April 27 (Bloomberg) -- The pound rose for a 10th day against the dollar, the longest winning streak since June 1992, as investors sought the relative safety of U.K. currency after Standard & Poor’s cut Spain’s credit rating.
Sterling climbed to the strongest in almost 22 months against the euro as signs the region’s debt crisis is worsening damped demand for European assets. The Bank of Japan today expanded its asset-purchase program, while the U.S. and Swiss central banks have also signaled they are prepared to take further stimulus measures. Gilts fell as the U.K. auctioned 3 billion pounds ($4.87 billion) of bills.
The pound is being favored because the central banks of Japan, Switzerland and the U.S. are “chasing away inflows into their currencies,” said Jane Foley, a senior currency strategist at Rabobank International. “There are clearly still tensions in the euro zone, with the overnight S&P downgrade.”
The U.K. currency rose 0.3 percent to $1.6240 at 4:54 p.m.

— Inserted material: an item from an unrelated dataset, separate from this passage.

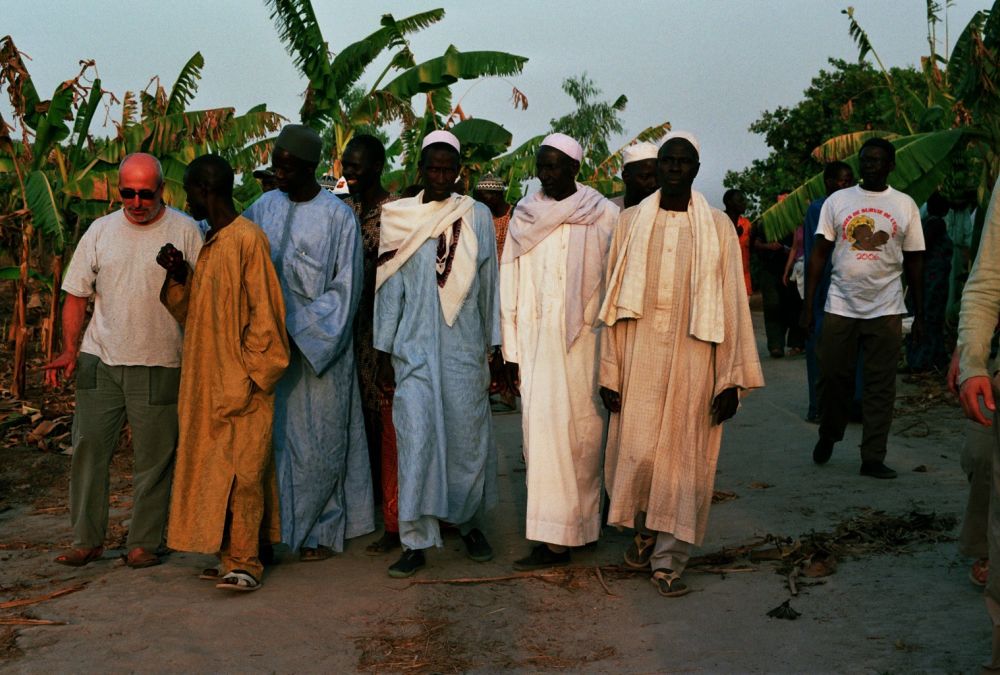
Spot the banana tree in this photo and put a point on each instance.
(959, 116)
(48, 152)
(327, 100)
(157, 121)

London time after climbing to $1.6258, the highest since Sept. 1. The pound appreciated 0.1 percent to 81.59 pence per euro. It reached 81.34 pence, the strongest since June 2010.

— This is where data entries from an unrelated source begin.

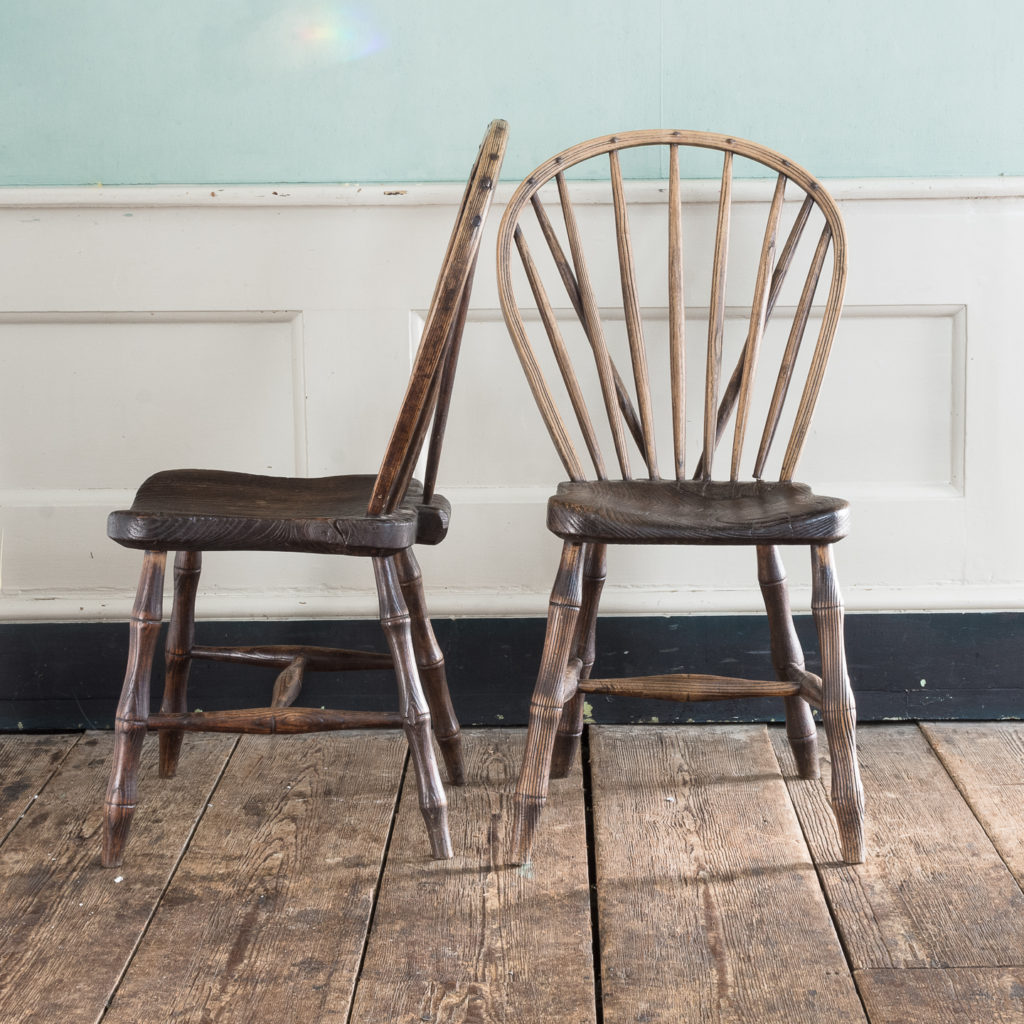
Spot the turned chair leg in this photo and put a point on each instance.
(430, 662)
(547, 702)
(838, 709)
(413, 705)
(585, 647)
(177, 654)
(785, 654)
(133, 709)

S&P lowered Spain’s long-term credit rating by two steps yesterday to BBB+ from A, with a negative outlook. The downgrade increased concern the debt crisis is spreading to the region’s larger economies, even after more than $1 trillion of European Central Bank liquidity and two Greek bailouts.

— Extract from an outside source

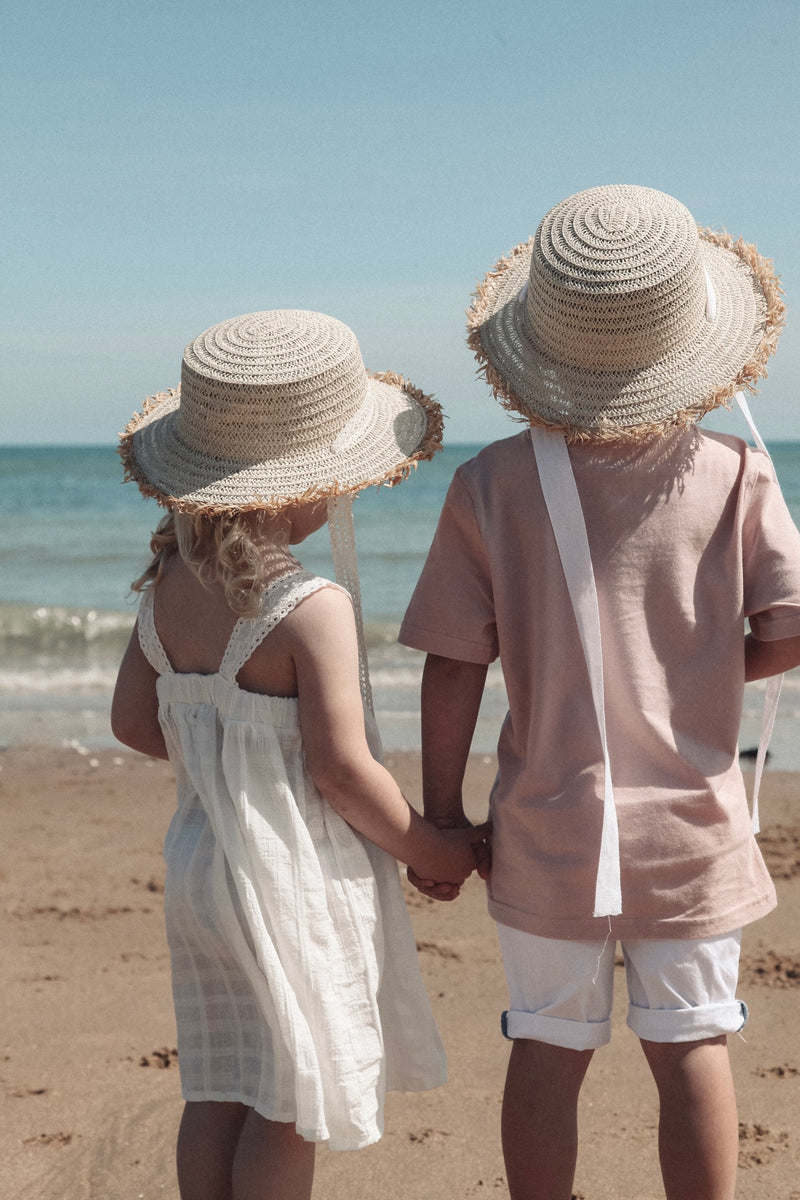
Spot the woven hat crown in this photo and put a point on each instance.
(268, 384)
(615, 280)
(620, 319)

Sterling has appreciated 1.6 percent in the past month, the second-best performer after the yen of the 10 developed-nation currencies tracked by Bloomberg Correlation-Weighted Indexes. The dollar fell 0.4 percent, and the franc declined 0.6 percent.
Swiss policy makers are ready to take further measures to weaken the currency, central bank President Thomas Jordan said today in Bern. The Federal Reserve is “prepared to do more” to ensure the recovery, Chairman Ben S. Bernanke said April 25.
“You can look at sterling fundamentals and say they’re not great, but maybe I have to buy some because there’s a lack of choice,” Foley said.
The pound is testing above its October high versus the dollar and may face resistance at its Aug. 19 peak of $1.6618, according to data compiled by Bloomberg.
The 10-year gilt yield climbed three basis points, or 0.03 percentage point, to 2.13 percent. The 4 percent bond due in March 2022 dropped 0.28, or 2.80 pounds per 1,000-pound face amount, to 116.57.
The U.K. sold 28-day bills today at a yield of 0.3761 percent, 91-day securities at 0.403 percent, and 182-day bills at 0.4374 percent.
The Debt Management Office plans to auction as much as 3.75 billion pounds of March 2019 bonds on May 1 and inflation-linked securities due March 2034 on May 3. It will sell as much as 3 billion pounds of bills on May 4.
Gilts have handed investors a loss of 1 percent this year, according to indexes compiled by Bloomberg and the European Federation of Financial Analysts Societies. U.S. Treasuries rose 0.1 percent, and German bunds gained 1.2 percent.